Zu nah am Spiegel

25. November 2021

Nie zu nah an den Spiegel heran, am besten. Zu nah bedeutet: Du siehst die Zahnpastaspritzer, du siehst Schlieren, du siehst Arbeit, die du ignorierst zu erledigen, weil es Wichtigeres gibt. Du siehst Poren, an deiner Nase. Du siehst rote Stellen und so einen komischen Knubbel, bei dem du dich fragst, ob der eigentlich schon immer da war. Du siehst das Alter, dein Alter auf die 40 zugehend.

Also einen Schritt weg oder zwei. Halb beugst du dich dann aber doch wieder nach vorne, weil du die Kontaktlinsen schon heraus genommen hast und immer schlechter siehst. Dein Bauch hängt dabei leicht nach unten. Diese Woche hat das Kind wieder gefragt: “Ist da ein Baby drin, Mama?” Und du hast versucht möglichst locker zu sagen, neinnein nur Nudeln und das ist okay und jeder Mensch ist anders. Er hat es geschluckt, denkst du, aber du selbst noch nicht wirklich.

Eine Diät kommt nicht in Frage, du nimmst dich so an, aber gut findest du deshalb noch lange nicht alles an dir. Diäten sind ohnehin immer kurze, sehr ambitionierte Kapitel, in denen sich dir alles offenbart, plötzlich. So leicht, so fit, so wach. Im Moment bist du zu müde, um ernsthaft daran denken zu können und es bringt ja langsfristig offensichtlich auch nix. Dein Körper ist eben so und will immer wieder dahin zurück.

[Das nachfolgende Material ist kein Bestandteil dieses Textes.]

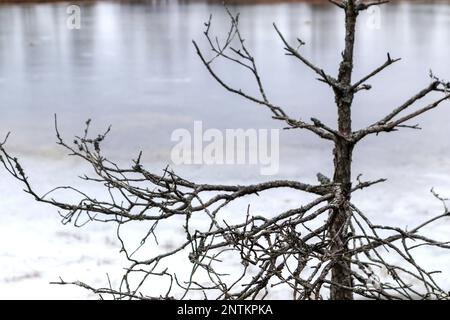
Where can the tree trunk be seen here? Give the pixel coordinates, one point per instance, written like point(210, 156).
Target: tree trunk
point(340, 275)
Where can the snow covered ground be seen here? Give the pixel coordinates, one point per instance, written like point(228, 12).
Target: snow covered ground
point(118, 70)
point(37, 249)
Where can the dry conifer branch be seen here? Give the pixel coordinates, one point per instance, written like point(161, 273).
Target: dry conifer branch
point(326, 248)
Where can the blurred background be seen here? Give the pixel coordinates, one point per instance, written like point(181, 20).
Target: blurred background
point(132, 65)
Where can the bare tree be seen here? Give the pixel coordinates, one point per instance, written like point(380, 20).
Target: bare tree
point(325, 248)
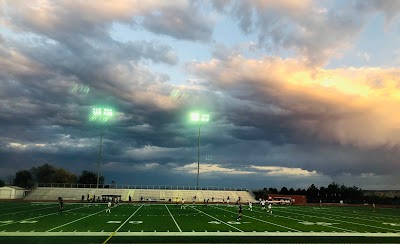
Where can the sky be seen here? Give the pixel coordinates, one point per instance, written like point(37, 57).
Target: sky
point(298, 92)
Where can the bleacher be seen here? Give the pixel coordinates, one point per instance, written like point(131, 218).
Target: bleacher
point(158, 195)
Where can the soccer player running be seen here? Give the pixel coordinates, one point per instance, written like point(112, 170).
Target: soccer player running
point(183, 204)
point(240, 213)
point(262, 204)
point(269, 208)
point(108, 210)
point(61, 202)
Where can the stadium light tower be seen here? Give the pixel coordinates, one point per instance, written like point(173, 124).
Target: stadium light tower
point(199, 118)
point(102, 115)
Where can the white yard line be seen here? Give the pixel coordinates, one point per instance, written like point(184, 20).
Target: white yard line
point(122, 225)
point(87, 216)
point(259, 220)
point(363, 215)
point(151, 233)
point(179, 228)
point(39, 216)
point(310, 215)
point(30, 210)
point(217, 219)
point(329, 226)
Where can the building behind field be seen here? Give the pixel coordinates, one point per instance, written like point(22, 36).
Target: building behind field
point(12, 192)
point(293, 199)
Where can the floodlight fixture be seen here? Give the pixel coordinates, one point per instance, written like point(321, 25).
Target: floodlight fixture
point(103, 115)
point(200, 118)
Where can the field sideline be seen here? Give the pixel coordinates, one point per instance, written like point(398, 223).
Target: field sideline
point(85, 222)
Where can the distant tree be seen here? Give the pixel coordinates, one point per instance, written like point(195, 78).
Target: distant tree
point(63, 176)
point(88, 177)
point(23, 178)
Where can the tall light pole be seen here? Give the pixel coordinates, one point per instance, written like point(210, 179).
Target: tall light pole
point(101, 114)
point(199, 118)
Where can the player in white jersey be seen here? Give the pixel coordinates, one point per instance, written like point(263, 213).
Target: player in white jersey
point(269, 208)
point(182, 203)
point(108, 210)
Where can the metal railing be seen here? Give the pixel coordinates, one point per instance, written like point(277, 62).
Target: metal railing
point(156, 187)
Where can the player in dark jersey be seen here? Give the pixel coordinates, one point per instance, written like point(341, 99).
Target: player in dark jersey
point(240, 213)
point(61, 202)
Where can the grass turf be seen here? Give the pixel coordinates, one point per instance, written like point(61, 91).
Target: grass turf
point(24, 222)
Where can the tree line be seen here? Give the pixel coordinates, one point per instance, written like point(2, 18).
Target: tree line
point(49, 174)
point(333, 193)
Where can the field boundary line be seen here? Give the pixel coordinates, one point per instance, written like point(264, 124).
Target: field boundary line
point(260, 220)
point(329, 226)
point(217, 219)
point(75, 220)
point(222, 233)
point(115, 232)
point(363, 215)
point(372, 226)
point(40, 216)
point(30, 210)
point(173, 218)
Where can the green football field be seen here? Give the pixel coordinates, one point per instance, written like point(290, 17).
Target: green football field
point(24, 222)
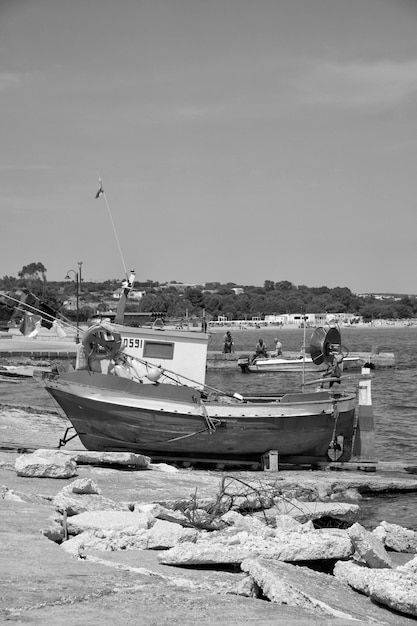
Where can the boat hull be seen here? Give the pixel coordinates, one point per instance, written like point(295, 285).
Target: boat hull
point(112, 414)
point(291, 365)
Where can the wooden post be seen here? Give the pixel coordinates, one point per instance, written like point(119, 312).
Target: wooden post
point(364, 438)
point(270, 461)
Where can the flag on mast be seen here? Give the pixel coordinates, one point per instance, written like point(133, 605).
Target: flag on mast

Neu ist nur das Ding mit dem Alter. Der Rücken! Du erinnerst dich an die alten Damen im Bus, wenn du morgens zur Schule gefahren bist. Die sich kopfschüttelnd ausschließlich über ihre Zipperlein ausgetauscht haben. Das Gejammer, das klagende Seufzen. Du hast dir geschworen, nie so zu werden. Jetzt weißt du: wenn deine Zipperlein so präsent sind und so sehr über deinen Tag und dein Befinden bestimmen, dann geht es nicht anders. Sie sind dein Inhalt. Dieser Rücken, trotz Yoga. Denn an Yoga hältst du fest. Dein Anker. Naja, Orthopädietermin ist gemacht, nächstes Jahr im Januar hat jemand Zeit für dich. So lange: Yoga, Wärmflasche, Yoga. Jedenfalls: du entschuldigst dich stumm bei den alten Damen und denkst etwas respektvoll an alle Beschwerden, die da wohl noch so kommen werden.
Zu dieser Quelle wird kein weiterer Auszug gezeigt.